Third-party endorsements in search ads, creator integrations, and UGC that models can see
all contribute to your “safe to recommend” profile. -
Stop worshipping last-click ROAS.
As more discovery happens in opaque AI surfaces, your cleanest metrics will be branded search,
direct, and downstream conversion efficiency. Treat them as signals of recommendation success. -
Test the new shelves early.
ChatGPT ads with a $200k minimum aren’t for everyone, but they’re a preview.
Look for smaller, similar surfaces (AI assistants, vertical AI tools, retail media search)

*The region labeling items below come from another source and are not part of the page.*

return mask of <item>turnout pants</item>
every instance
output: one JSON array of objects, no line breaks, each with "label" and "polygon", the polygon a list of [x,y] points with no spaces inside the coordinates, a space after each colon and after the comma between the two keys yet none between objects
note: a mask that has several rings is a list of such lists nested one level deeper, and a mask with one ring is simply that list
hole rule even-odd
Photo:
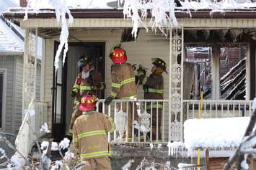
[{"label": "turnout pants", "polygon": [[[147,109],[146,111],[150,113],[151,109]],[[161,123],[162,108],[152,108],[152,140],[162,139]],[[156,131],[158,131],[158,138],[156,138]],[[148,133],[147,136],[150,138],[150,132]]]},{"label": "turnout pants", "polygon": [[81,111],[79,110],[77,107],[76,107],[76,108],[74,110],[72,113],[72,117],[69,124],[69,133],[73,133],[72,129],[73,129],[74,123],[75,122],[76,119],[80,115],[81,115]]},{"label": "turnout pants", "polygon": [[89,166],[84,166],[81,170],[94,170],[95,164],[97,165],[98,170],[111,170],[111,163],[110,159],[107,156],[102,156],[99,158],[92,158],[86,159],[86,161],[88,161]]}]

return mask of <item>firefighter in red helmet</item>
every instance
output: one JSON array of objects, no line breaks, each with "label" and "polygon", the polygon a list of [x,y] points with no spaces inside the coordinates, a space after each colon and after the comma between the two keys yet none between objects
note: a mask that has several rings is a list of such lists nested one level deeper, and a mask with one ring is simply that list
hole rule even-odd
[{"label": "firefighter in red helmet", "polygon": [[77,109],[81,98],[87,93],[98,96],[105,87],[102,75],[94,69],[92,57],[89,54],[85,54],[79,57],[77,67],[82,70],[77,75],[72,91],[70,93],[70,95],[74,98],[74,112],[67,133],[71,136],[72,136],[74,123],[76,118],[81,115],[81,112]]},{"label": "firefighter in red helmet", "polygon": [[95,111],[97,99],[88,93],[81,99],[78,108],[82,115],[76,118],[73,127],[73,143],[81,161],[89,162],[83,170],[94,169],[94,161],[98,169],[111,169],[109,156],[112,155],[107,143],[107,132],[115,130],[111,118]]},{"label": "firefighter in red helmet", "polygon": [[[110,105],[113,99],[131,99],[137,98],[137,87],[135,83],[135,75],[133,69],[130,63],[125,63],[127,60],[126,52],[120,46],[115,47],[110,52],[110,57],[113,64],[111,66],[111,92],[105,103]],[[138,120],[137,109],[133,108],[132,102],[124,102],[122,105],[118,105],[118,110],[128,114],[128,137],[132,136],[133,120]],[[133,118],[133,110],[135,118]]]},{"label": "firefighter in red helmet", "polygon": [[[144,99],[164,99],[164,77],[163,72],[167,73],[167,65],[161,58],[152,58],[151,73],[149,77],[146,76],[144,70],[138,70],[140,82],[142,82],[144,90]],[[152,109],[152,139],[161,140],[162,102],[147,103],[146,110],[151,112]],[[158,122],[156,123],[156,120]],[[156,125],[158,125],[156,127]],[[158,133],[156,133],[158,131]],[[150,134],[149,134],[149,136]],[[149,136],[150,137],[150,136]]]}]

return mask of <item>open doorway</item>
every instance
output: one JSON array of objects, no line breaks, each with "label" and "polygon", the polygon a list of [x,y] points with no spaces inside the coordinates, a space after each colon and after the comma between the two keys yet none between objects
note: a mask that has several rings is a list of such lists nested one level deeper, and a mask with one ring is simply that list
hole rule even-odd
[{"label": "open doorway", "polygon": [[[76,66],[78,59],[85,53],[89,54],[94,60],[94,69],[100,72],[105,80],[105,42],[69,43],[64,67],[62,67],[62,60],[60,60],[57,76],[53,77],[52,137],[56,140],[63,138],[70,123],[74,98],[69,93],[72,90],[77,75],[81,71]],[[104,98],[104,94],[102,90],[98,98]]]}]

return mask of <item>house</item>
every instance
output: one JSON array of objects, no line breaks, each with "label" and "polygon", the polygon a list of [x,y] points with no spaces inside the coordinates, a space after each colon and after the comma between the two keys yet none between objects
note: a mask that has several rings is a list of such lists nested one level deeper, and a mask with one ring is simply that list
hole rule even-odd
[{"label": "house", "polygon": [[[1,12],[18,6],[12,1],[1,2]],[[0,17],[0,131],[17,134],[22,122],[24,31]],[[40,59],[37,60],[36,95],[40,100]]]},{"label": "house", "polygon": [[[200,5],[199,2],[195,3]],[[125,32],[133,27],[132,22],[123,19],[122,11],[107,4],[102,8],[74,4],[70,11],[74,22],[69,27],[68,57],[63,67],[60,60],[58,72],[54,67],[54,56],[59,43],[61,25],[56,20],[53,10],[50,8],[30,9],[27,20],[23,20],[24,9],[11,9],[4,14],[19,22],[27,30],[25,39],[27,42],[32,41],[30,34],[37,34],[44,39],[40,102],[47,104],[47,112],[44,113],[51,128],[52,137],[56,139],[63,138],[69,126],[73,105],[73,99],[69,93],[79,72],[75,63],[84,52],[95,52],[94,60],[107,85],[99,101],[99,108],[105,114],[115,117],[115,104],[127,102],[115,100],[110,107],[102,105],[104,98],[110,91],[111,60],[108,54],[113,47],[120,44],[121,37],[127,35]],[[162,132],[162,136],[159,136],[161,142],[153,141],[151,135],[147,139],[139,135],[135,138],[133,134],[132,141],[126,138],[123,141],[124,143],[161,143],[165,145],[168,141],[183,141],[184,121],[199,117],[200,91],[204,97],[202,111],[204,118],[244,116],[252,113],[252,99],[256,95],[254,37],[256,12],[254,8],[227,9],[224,14],[212,12],[211,9],[190,10],[188,14],[185,9],[177,9],[175,16],[180,27],[170,29],[167,37],[160,32],[146,32],[144,27],[139,25],[136,41],[122,42],[122,47],[127,51],[128,62],[137,65],[142,63],[150,68],[149,59],[157,57],[167,63],[169,70],[168,75],[164,75],[164,99],[149,101],[151,105],[163,103],[162,126],[158,127]],[[149,21],[145,23],[149,26]],[[27,53],[25,57],[28,60],[27,54],[32,52],[26,47]],[[196,60],[187,60],[186,49],[194,47],[209,55],[198,55],[199,58]],[[229,57],[229,52],[236,55],[232,54]],[[220,72],[222,67],[225,67],[226,72]],[[234,100],[242,98],[242,100]],[[25,100],[29,103],[30,98]],[[143,100],[142,88],[139,88],[138,100],[132,101],[138,104],[143,113],[146,101]],[[115,143],[118,136],[115,131],[113,136],[109,136],[109,141],[114,140]]]}]

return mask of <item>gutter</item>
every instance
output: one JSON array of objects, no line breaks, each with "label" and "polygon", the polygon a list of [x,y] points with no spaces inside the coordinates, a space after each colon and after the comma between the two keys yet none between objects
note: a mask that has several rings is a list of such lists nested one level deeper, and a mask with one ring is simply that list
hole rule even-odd
[{"label": "gutter", "polygon": [[[120,19],[124,18],[123,11],[118,9],[70,9],[72,16],[76,19]],[[55,10],[53,9],[42,9],[39,11],[28,9],[28,18],[30,19],[56,19]],[[189,12],[191,14],[191,17]],[[8,19],[23,19],[25,9],[9,9],[4,14]],[[167,12],[169,15],[169,13]],[[176,9],[175,16],[177,19],[256,19],[256,9],[232,9],[232,11],[221,11],[212,13],[212,9],[182,10]],[[66,18],[68,18],[66,15]],[[149,11],[149,18],[151,14]]]}]

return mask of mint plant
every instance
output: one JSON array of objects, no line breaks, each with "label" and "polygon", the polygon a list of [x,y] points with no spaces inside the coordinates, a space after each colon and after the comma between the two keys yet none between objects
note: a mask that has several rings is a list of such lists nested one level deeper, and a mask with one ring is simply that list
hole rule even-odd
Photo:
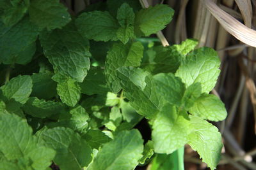
[{"label": "mint plant", "polygon": [[[70,16],[57,0],[0,4],[1,169],[134,169],[186,144],[216,168],[220,62],[194,39],[145,38],[171,8],[108,0]],[[134,128],[143,118],[152,140]]]}]

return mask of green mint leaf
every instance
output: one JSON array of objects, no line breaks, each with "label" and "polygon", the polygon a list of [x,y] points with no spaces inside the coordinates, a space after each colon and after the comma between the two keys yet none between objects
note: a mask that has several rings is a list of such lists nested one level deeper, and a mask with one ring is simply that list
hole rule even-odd
[{"label": "green mint leaf", "polygon": [[70,78],[57,84],[57,92],[61,101],[71,107],[75,106],[81,97],[81,88],[79,84]]},{"label": "green mint leaf", "polygon": [[124,3],[117,10],[116,18],[121,27],[125,27],[134,24],[135,15],[132,8]]},{"label": "green mint leaf", "polygon": [[191,132],[188,144],[199,153],[203,162],[214,169],[223,146],[221,134],[217,127],[199,117],[191,117],[190,124]]},{"label": "green mint leaf", "polygon": [[192,115],[211,121],[223,120],[227,115],[224,103],[212,94],[202,95],[189,111]]},{"label": "green mint leaf", "polygon": [[60,102],[46,101],[31,97],[22,106],[22,109],[26,113],[33,117],[43,118],[60,114],[65,111],[65,106]]},{"label": "green mint leaf", "polygon": [[126,44],[130,38],[135,38],[132,8],[128,4],[124,3],[117,11],[116,18],[121,25],[116,32],[116,36],[124,44]]},{"label": "green mint leaf", "polygon": [[125,96],[130,101],[131,105],[140,115],[154,118],[159,111],[161,101],[149,73],[132,67],[120,67],[117,73]]},{"label": "green mint leaf", "polygon": [[109,89],[104,71],[100,67],[92,67],[84,81],[79,83],[81,92],[90,96],[108,92]]},{"label": "green mint leaf", "polygon": [[201,84],[198,82],[189,85],[185,90],[182,99],[182,107],[186,111],[194,105],[196,99],[201,95]]},{"label": "green mint leaf", "polygon": [[153,123],[152,141],[156,153],[170,154],[188,141],[188,117],[175,106],[165,104]]},{"label": "green mint leaf", "polygon": [[135,32],[148,36],[163,29],[171,22],[174,11],[165,4],[157,4],[141,10],[135,16]]},{"label": "green mint leaf", "polygon": [[172,46],[172,48],[178,52],[182,55],[187,55],[189,52],[193,50],[198,41],[194,39],[187,39],[181,42],[180,45],[174,45]]},{"label": "green mint leaf", "polygon": [[143,141],[138,130],[122,131],[99,150],[92,169],[134,169],[143,150]]},{"label": "green mint leaf", "polygon": [[51,128],[59,126],[69,127],[76,132],[83,133],[88,127],[87,122],[88,118],[88,114],[84,108],[77,106],[70,110],[70,114],[67,115],[67,117],[60,118],[61,120],[58,122],[47,124],[47,126]]},{"label": "green mint leaf", "polygon": [[104,143],[111,141],[111,139],[102,131],[93,129],[88,130],[86,134],[82,135],[82,138],[88,142],[92,148],[97,150]]},{"label": "green mint leaf", "polygon": [[67,8],[58,0],[32,0],[29,13],[30,20],[42,29],[61,28],[71,20]]},{"label": "green mint leaf", "polygon": [[0,7],[0,11],[3,13],[1,20],[7,26],[12,26],[20,20],[29,6],[29,0],[22,1],[3,0],[3,1]]},{"label": "green mint leaf", "polygon": [[118,8],[124,4],[128,4],[135,13],[141,9],[141,5],[137,0],[108,0],[107,5],[109,13],[113,16],[116,16]]},{"label": "green mint leaf", "polygon": [[89,42],[77,32],[73,23],[62,29],[40,34],[44,53],[56,73],[83,82],[90,68]]},{"label": "green mint leaf", "polygon": [[20,103],[17,102],[14,99],[12,99],[11,100],[6,101],[6,103],[0,101],[0,106],[0,106],[0,111],[13,113],[22,118],[25,117],[23,111],[20,108],[22,104]]},{"label": "green mint leaf", "polygon": [[148,142],[145,145],[143,153],[142,155],[143,155],[142,158],[140,160],[140,164],[145,164],[145,161],[147,159],[151,158],[154,154],[154,143],[152,141],[148,141]]},{"label": "green mint leaf", "polygon": [[[113,41],[90,41],[90,52],[92,53],[92,58],[95,60],[95,64],[96,66],[94,66],[104,67],[107,53],[112,47],[113,43]],[[100,50],[99,50],[99,46],[100,46]],[[92,62],[92,65],[93,65],[94,63]]]},{"label": "green mint leaf", "polygon": [[35,53],[38,34],[38,29],[27,17],[12,27],[6,27],[0,22],[0,62],[4,64],[29,62]]},{"label": "green mint leaf", "polygon": [[146,52],[143,67],[153,74],[175,73],[186,55],[193,50],[198,42],[192,39],[182,41],[180,45],[169,46],[156,46]]},{"label": "green mint leaf", "polygon": [[69,128],[54,127],[38,134],[40,142],[56,151],[53,161],[63,170],[82,169],[92,160],[92,149]]},{"label": "green mint leaf", "polygon": [[117,106],[111,108],[109,113],[109,118],[106,122],[104,122],[104,125],[113,131],[115,131],[118,126],[120,125],[122,120],[120,110]]},{"label": "green mint leaf", "polygon": [[202,47],[188,54],[175,73],[186,87],[194,82],[201,83],[202,92],[209,93],[215,86],[220,74],[220,61],[217,52]]},{"label": "green mint leaf", "polygon": [[124,44],[128,43],[130,38],[135,38],[134,33],[134,27],[127,26],[126,27],[120,27],[116,32],[116,37]]},{"label": "green mint leaf", "polygon": [[120,99],[114,93],[108,92],[105,105],[107,106],[114,106],[119,103]]},{"label": "green mint leaf", "polygon": [[50,99],[57,96],[57,83],[51,77],[53,73],[45,71],[34,73],[31,78],[33,81],[33,89],[31,96],[39,99]]},{"label": "green mint leaf", "polygon": [[54,150],[36,143],[32,129],[24,119],[0,113],[0,152],[9,161],[19,164],[19,160],[29,160],[25,165],[26,169],[45,169],[51,164]]},{"label": "green mint leaf", "polygon": [[117,39],[119,24],[108,11],[83,13],[76,19],[76,25],[81,34],[89,39],[104,41]]},{"label": "green mint leaf", "polygon": [[141,116],[138,114],[129,102],[122,101],[120,108],[124,120],[131,123],[135,122],[136,124],[140,121]]},{"label": "green mint leaf", "polygon": [[108,85],[115,93],[121,90],[116,69],[122,66],[140,66],[143,57],[143,46],[140,42],[124,45],[114,43],[106,60],[105,75]]},{"label": "green mint leaf", "polygon": [[181,105],[185,85],[180,78],[173,73],[159,73],[153,76],[156,90],[166,101],[177,106]]},{"label": "green mint leaf", "polygon": [[18,76],[11,80],[1,89],[3,94],[8,99],[13,99],[16,101],[24,104],[32,92],[32,80],[29,76]]}]

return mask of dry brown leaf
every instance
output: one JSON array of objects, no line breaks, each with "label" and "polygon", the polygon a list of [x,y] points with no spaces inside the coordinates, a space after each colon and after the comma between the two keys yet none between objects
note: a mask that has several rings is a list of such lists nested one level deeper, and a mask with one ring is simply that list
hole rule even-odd
[{"label": "dry brown leaf", "polygon": [[249,28],[252,26],[252,7],[250,0],[235,0],[242,13],[245,25]]},{"label": "dry brown leaf", "polygon": [[211,0],[202,2],[221,25],[241,41],[256,47],[256,31],[250,29],[218,7]]}]

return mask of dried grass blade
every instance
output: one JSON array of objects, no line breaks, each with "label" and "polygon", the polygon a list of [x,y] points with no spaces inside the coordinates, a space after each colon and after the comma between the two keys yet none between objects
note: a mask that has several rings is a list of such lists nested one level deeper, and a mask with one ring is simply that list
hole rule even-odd
[{"label": "dried grass blade", "polygon": [[211,0],[202,1],[211,14],[232,35],[241,41],[256,47],[256,31],[249,29],[229,14],[225,12]]},{"label": "dried grass blade", "polygon": [[242,14],[245,25],[252,26],[252,6],[250,0],[235,0]]}]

where you can buy early signal at sane budgets.
What CMOs should actually change in the next 12 months
You don’t need a 40-slide “AI strategy” deck. You need a few hard decisions.
-
Reframe your KPIs around recommendation, not just reach.
Add metrics like “share of answer” (how often we appear in answer-like contexts),
“branded search growth,” and “assisted conversions from discovery channels.” -
Fund one cross-functional “recommendation squad.”
Small team spanning SEO, content, media, CRM, and analytics.
Mandate: improve the brand’s odds of being recommended on 3-5 priority surfaces. -
Kill low-signal content and campaigns.
If a page, sequence, or campaign doesn’t clearly support an intent cluster or recommendation surface,
stop feeding it budget and headcount. You’re training noise into the system. -
Invest in trust infrastructure.
Reviews operations, case study production, data hygiene, brand safety policies.
These are boring, but they make you a low-risk choice for humans and models. -
Decide your AI risk posture.
Where will you aggressively adopt AI (owned recommendations, analytics, ops)?
Where will you be conservative (brand voice, sensitive segments)?
Make this explicit so teams aren’t paralyzed or reckless.
The operators who win the next few years won’t be the ones who generate the most AI content.
They’ll be the ones who understand a simple, uncomfortable fact:
you’re no longer just marketing to people – you’re marketing to the systems that decide what people see.